Em meio à rotina de consultas, exames e transfusões, o projeto tem se consolidado como um importante elo entre o cuidado com a saúde e a formação educacional dos pacientes. Atualmente, cerca de 100 usuários participam da ação, realizada em parceria entre a Secretaria de Estado de Educação (Seduc) e a Secretaria de Estado de Saúde Pública do Pará (Sespa).
Para a artesã Milene Chaves, mãe de Adriel e Andrew, em tratamento contínuo de anemia falciforme há mais de 15 anos, a iniciativa representa a possibilidade de um futuro com mais oportunidades. “O projeto transforma realidades ao levar o ensino até jovens que não podem frequentar a escola regularmente. Hoje, precisamos vir ao Hemopa duas a três vezes por semana para transfusões e outros procedimentos, o que torna inviável uma rotina escolar comum. Ter a educação em casa e também na Fundação faz toda a diferença e me permite enxergar um futuro melhor para o meu filho, com acesso à universidade e a uma profissão”, afirma.

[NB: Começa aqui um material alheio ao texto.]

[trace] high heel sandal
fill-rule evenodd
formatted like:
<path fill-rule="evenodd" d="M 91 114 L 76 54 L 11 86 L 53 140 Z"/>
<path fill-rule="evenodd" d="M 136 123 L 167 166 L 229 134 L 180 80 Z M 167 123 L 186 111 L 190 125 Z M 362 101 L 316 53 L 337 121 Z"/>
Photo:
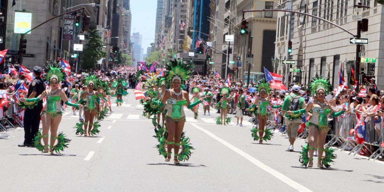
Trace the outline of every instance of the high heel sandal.
<path fill-rule="evenodd" d="M 309 163 L 308 163 L 308 167 L 312 167 L 313 166 L 313 158 L 310 158 L 309 159 L 309 160 L 310 160 L 310 162 L 309 162 Z"/>
<path fill-rule="evenodd" d="M 318 158 L 317 159 L 320 161 L 319 162 L 317 162 L 317 167 L 319 168 L 324 168 L 324 167 L 323 166 L 323 164 L 321 164 L 321 160 L 323 160 L 323 159 Z"/>

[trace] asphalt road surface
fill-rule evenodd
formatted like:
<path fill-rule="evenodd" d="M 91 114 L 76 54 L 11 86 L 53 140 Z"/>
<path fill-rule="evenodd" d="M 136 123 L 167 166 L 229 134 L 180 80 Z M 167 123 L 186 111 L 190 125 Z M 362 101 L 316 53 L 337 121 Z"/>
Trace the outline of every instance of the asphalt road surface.
<path fill-rule="evenodd" d="M 185 109 L 184 127 L 195 149 L 190 160 L 175 165 L 158 155 L 151 121 L 133 91 L 122 106 L 101 122 L 97 137 L 78 136 L 78 116 L 69 108 L 59 127 L 72 141 L 61 155 L 19 147 L 22 129 L 0 132 L 0 191 L 11 192 L 323 192 L 382 191 L 384 165 L 337 151 L 332 169 L 305 168 L 298 161 L 303 139 L 286 151 L 286 135 L 254 142 L 252 125 L 217 125 L 218 116 L 199 119 Z M 234 115 L 230 116 L 234 117 Z M 173 157 L 172 157 L 173 158 Z"/>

O adolescente Adriel Madson, de 16 anos, também destaca os avanços conquistados com o acompanhamento pedagógico. “Antes, eu não conseguia manter uma rotina de estudos por causa das dores e do tratamento. Fui alfabetizado aos 14 anos e tinha dificuldade para acompanhar uma turma regular. Com o apoio dos professores do projeto, ficou mais fácil aprender e seguir estudando”, relata.
Educação como aliada do tratamento
De acordo com a pedagoga da Fundação Hemopa, Joyce Cunha, a proposta reforça o atendimento integral aos pacientes, indo além da assistência médica. “O Hemopa, como centro de referência no tratamento de doenças hematológicas, busca atender o paciente em todas as dimensões, incluindo a pedagógica. A educação contribui para o desenvolvimento social, cognitivo e emocional, além de favorecer a adesão ao tratamento”, explica.
A Escola Hospitalar integra a política de Classe Hospitalar do governo do Pará, que também está presente em outras unidades de saúde da rede estadual, como o Hospital Oncológico Infantil Octávio Lobo, a Fundação Santa Casa de Misericórdia do Pará, o Hospital Universitário João de Barros Barreto, a Fundação Hospital de Clínicas Gaspar Vianna, o Abrigo João Paulo II e o Hospital Metropolitano de Urgência e Emergência.
A pedagoga da Seduc, Gilda Saldanha, destaca que o atendimento ocorre de forma complementar ao ensino regular, garantindo que os estudantes não tenham prejuízos no ano letivo. “Oferecemos suporte educacional e acompanhamento junto às escolas regulares para que os pacientes continuem seus estudos durante o tratamento. A escolarização é essencial, e percebemos que as crianças ficam mais motivadas e confiantes ao manter o vínculo com a aprendizagem, o que também contribui para enfrentar a rotina hospitalar”, ressalta.